According to senior director of Manpower Services at the Ministry of Labour and Social Security, Barrington Bailey, 211 Jamaicans have run off from the hotel programme in the United States so far this year. Another 98 have absconded from the Canadian farm work programme.
There are approximately 3,500 Jamaicans working in the hotel industry in the United States and the farming and hotel industries in Canada.
Mr. Bailey noted, too, that hotel workers in the United States have remitted over $271 million, while farm workers in the US and Canada have respectively remitted over $86 million and $63 million. The total for remittances between January and September this year is $421 million, providing both families and the economy with much-needed support.
Mr. Bailey said the number of Jamaicans who abscond during the contracted period "could create serious problems for the programme."
Despite the concerns over the number of workers "running off", the figures for the farm work scheme in Canada actually represent a decrease of 100, with only 11 disappearing from the farm programme in the United States, as opposed to 29 last year.
Recruitment for next year's programme will begin at the start of January as hundreds of workers are due home over the next few weeks.
Two years ago, the Labour Ministry expressed concern over what it said was the growing number of Jamaican workers absconding from the Farm and Factories Programme in Canada. It promised to take steps to arrest this trend.
The Ministry's 1999 statistical bulletin showed that during the previous year, a total of 164 persons went absent without leave (AWOL) from the programme. This was 36 more workers than the 128 who ran away the previous year. In 1995, 104 workers went AWOL. This increased to 108 in 1996 and jumped to 132 in 1997.
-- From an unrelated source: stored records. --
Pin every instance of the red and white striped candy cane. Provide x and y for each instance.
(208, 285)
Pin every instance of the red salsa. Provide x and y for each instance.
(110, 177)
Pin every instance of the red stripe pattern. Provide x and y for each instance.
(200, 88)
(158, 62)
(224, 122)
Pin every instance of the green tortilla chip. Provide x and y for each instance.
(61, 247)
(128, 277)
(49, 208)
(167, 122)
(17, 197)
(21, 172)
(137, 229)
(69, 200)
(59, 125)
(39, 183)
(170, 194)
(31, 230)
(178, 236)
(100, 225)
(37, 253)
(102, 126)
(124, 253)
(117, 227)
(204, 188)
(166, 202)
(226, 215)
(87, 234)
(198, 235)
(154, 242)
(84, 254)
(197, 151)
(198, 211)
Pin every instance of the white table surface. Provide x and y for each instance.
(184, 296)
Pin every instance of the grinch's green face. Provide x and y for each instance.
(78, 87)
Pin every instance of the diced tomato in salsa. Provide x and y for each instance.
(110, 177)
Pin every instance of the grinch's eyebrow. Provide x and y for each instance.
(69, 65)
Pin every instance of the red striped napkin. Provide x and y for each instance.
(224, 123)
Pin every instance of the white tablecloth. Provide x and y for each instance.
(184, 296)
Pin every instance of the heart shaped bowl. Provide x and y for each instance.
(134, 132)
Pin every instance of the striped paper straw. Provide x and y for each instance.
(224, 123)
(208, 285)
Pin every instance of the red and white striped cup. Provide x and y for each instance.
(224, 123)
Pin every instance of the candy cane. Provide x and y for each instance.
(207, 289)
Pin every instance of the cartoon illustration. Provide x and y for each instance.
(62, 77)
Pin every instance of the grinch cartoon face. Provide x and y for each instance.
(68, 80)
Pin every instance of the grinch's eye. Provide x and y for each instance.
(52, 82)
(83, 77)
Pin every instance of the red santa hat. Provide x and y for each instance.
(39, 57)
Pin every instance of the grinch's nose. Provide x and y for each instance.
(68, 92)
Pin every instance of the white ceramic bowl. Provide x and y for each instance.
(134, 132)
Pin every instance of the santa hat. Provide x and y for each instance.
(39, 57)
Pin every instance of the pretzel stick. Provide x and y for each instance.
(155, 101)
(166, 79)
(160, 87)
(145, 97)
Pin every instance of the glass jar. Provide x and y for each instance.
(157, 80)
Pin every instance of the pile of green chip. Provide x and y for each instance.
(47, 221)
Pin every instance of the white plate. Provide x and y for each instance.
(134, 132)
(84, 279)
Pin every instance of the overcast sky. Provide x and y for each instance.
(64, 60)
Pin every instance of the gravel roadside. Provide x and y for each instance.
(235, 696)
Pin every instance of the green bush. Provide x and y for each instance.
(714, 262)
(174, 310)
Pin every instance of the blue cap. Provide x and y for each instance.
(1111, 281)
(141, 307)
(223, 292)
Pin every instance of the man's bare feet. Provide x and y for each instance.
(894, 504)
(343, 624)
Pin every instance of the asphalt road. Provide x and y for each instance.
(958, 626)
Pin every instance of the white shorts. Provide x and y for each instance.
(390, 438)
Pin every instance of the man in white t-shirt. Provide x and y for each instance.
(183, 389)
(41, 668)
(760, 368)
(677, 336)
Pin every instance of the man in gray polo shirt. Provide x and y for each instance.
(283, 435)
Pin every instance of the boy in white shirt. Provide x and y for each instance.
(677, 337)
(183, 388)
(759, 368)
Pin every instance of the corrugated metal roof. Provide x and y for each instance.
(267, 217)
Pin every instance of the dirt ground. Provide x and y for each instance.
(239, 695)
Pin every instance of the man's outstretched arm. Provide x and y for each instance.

MINISTRY URGES SOUND CHOICES
The then Permanent Secretary in the Ministry of Labour and Social Security, Anthony Irons, said although the Canadian authorities had not made heavy weather of the increase, the Ministry would be taking steps to ensure that the problem was checked.
"We are going to have to tell the Members of Parliament to be very careful when we are nominating persons," he said. Persons who are employed in the Overseas Employment Programme, which offers jobs on farms and factories in Canada and the United States, are usually nominated by parliamentarians. However, the Ministry has responsibility for making the final selections.
Among the measures which were employed by the Ministry four years ago to deal with the problem was to prevent residents of the Kingston and urban St. Andrew from participating in the programme.
These persons, Mr. Irons said, were more likely to abscond than those from rural areas. He said the programme was geared towards farmers, most of whom are from the rural communities.